2004 Denver Annual Meeting (November 7–10, 2004)

Paper No. 8
Presentation Time: 1:30 PM-5:30 PM


ANDERSON, Greg, FEAUX, Karl, JACKSON, Mike and PRESCOTT, Will, UNAVCO, Inc, 6350 Nautilus Drive, Boulder, CO 80301-5554, anderson@unavco.org

The Plate Boundary Observatory (PBO), part of the larger NSF-funded EarthScope project, is designed to study the three-dimensional strain field resulting from deformation across the active boundary zone between the Pacific and North American plates in the western United States. The science goals of PBO require that plate boundary deformation be adequately characterized over the wide range of spatial and temporal scales common to active continental tectonic processes.

PBO will meet these needs using 875 continuous GPS sites, 175 borehole strainmeter stations, and five laser strainmeters, all installed over the next five years. In addition, 226 existing continuous GPS sites will be incorporated into PBO, and there will be a pool of 100 portable GPS receivers available for survey-mode observations. These stations will provide raw observations from which PBO Analysis Centers will create a wide range of derived data products, including time series of strain and GPS station position, GPS velocity vectors, and regional strain maps. All PBO data and data products will be made available to the community as rapidly and freely as possible through the EarthScope Data Portal.

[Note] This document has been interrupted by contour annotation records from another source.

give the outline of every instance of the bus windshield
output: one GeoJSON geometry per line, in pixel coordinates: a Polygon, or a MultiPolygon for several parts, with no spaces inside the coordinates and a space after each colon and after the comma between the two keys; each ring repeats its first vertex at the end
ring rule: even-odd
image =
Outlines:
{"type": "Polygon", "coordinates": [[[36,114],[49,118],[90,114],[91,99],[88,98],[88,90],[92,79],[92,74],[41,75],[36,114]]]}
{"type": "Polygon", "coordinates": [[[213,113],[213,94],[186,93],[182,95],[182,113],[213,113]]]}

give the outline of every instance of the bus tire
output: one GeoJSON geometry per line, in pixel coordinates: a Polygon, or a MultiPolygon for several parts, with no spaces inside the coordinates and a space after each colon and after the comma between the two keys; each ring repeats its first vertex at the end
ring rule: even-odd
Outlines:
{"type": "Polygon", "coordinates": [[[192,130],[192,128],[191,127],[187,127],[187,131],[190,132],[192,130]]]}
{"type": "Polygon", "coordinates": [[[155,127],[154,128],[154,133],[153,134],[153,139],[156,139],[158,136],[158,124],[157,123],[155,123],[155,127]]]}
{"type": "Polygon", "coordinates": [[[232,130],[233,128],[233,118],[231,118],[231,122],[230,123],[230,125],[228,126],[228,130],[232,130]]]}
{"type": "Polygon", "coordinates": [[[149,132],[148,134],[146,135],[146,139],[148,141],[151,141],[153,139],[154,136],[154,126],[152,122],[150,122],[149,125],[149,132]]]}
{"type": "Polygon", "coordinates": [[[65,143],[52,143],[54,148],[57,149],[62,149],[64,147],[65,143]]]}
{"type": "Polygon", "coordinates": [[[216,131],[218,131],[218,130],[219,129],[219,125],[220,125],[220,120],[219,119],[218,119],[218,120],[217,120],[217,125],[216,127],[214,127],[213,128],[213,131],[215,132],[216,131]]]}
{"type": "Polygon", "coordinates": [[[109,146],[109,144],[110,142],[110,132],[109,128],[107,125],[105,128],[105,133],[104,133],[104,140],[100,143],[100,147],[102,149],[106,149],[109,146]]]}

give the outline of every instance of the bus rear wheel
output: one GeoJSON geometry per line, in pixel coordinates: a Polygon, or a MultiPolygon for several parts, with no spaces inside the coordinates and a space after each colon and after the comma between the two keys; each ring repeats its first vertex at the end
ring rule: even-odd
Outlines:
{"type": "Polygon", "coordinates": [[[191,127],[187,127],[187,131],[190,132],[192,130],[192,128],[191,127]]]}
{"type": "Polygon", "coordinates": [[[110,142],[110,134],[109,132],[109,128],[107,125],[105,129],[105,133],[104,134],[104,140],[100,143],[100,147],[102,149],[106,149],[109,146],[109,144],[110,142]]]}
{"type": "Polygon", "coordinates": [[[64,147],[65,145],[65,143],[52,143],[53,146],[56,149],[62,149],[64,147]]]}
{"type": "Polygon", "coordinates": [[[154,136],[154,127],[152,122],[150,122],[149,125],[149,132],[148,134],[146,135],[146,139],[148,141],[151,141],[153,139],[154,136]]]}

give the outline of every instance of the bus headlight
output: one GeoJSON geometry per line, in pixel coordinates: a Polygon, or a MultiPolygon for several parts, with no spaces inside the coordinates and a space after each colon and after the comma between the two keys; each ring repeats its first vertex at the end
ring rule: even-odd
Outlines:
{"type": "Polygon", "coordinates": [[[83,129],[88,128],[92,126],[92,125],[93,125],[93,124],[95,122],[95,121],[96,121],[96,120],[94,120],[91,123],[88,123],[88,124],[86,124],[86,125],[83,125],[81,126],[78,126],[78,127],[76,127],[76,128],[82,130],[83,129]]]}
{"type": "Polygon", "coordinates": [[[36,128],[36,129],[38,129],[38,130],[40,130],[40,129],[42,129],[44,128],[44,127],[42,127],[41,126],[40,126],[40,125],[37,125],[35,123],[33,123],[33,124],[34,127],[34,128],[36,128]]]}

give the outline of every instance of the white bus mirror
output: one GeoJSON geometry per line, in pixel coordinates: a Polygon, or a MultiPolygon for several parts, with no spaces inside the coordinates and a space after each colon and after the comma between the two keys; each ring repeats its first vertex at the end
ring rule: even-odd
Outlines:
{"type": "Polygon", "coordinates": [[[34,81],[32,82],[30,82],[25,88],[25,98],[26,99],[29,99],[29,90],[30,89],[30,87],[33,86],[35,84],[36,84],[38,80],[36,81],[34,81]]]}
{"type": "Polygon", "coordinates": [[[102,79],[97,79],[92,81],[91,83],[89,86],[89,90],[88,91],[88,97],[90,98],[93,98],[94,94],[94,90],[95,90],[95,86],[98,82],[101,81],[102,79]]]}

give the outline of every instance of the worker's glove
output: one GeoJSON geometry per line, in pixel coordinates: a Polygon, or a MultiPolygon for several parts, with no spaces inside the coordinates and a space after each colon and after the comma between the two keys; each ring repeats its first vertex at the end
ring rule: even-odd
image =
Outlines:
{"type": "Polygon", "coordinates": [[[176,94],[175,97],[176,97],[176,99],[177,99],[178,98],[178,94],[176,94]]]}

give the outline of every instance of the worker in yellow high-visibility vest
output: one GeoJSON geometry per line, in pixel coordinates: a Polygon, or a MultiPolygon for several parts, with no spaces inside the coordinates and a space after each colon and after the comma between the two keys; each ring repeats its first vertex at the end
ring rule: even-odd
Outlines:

PBO began operations in September 2003 and the first five new PBO continuous GPS stations were installed in January 2004, with the first PBO borehole strainmeter installations anticipated by January 2005. Data from the first six months of PBO facility operations are now available through the PBO archives at the UNAVCO Facility in Boulder and the Scripps Orbit and Permanent Array Center in San Diego. We will present an update on the current status of, and future plans for, PBO data collection, analysis, and distribution.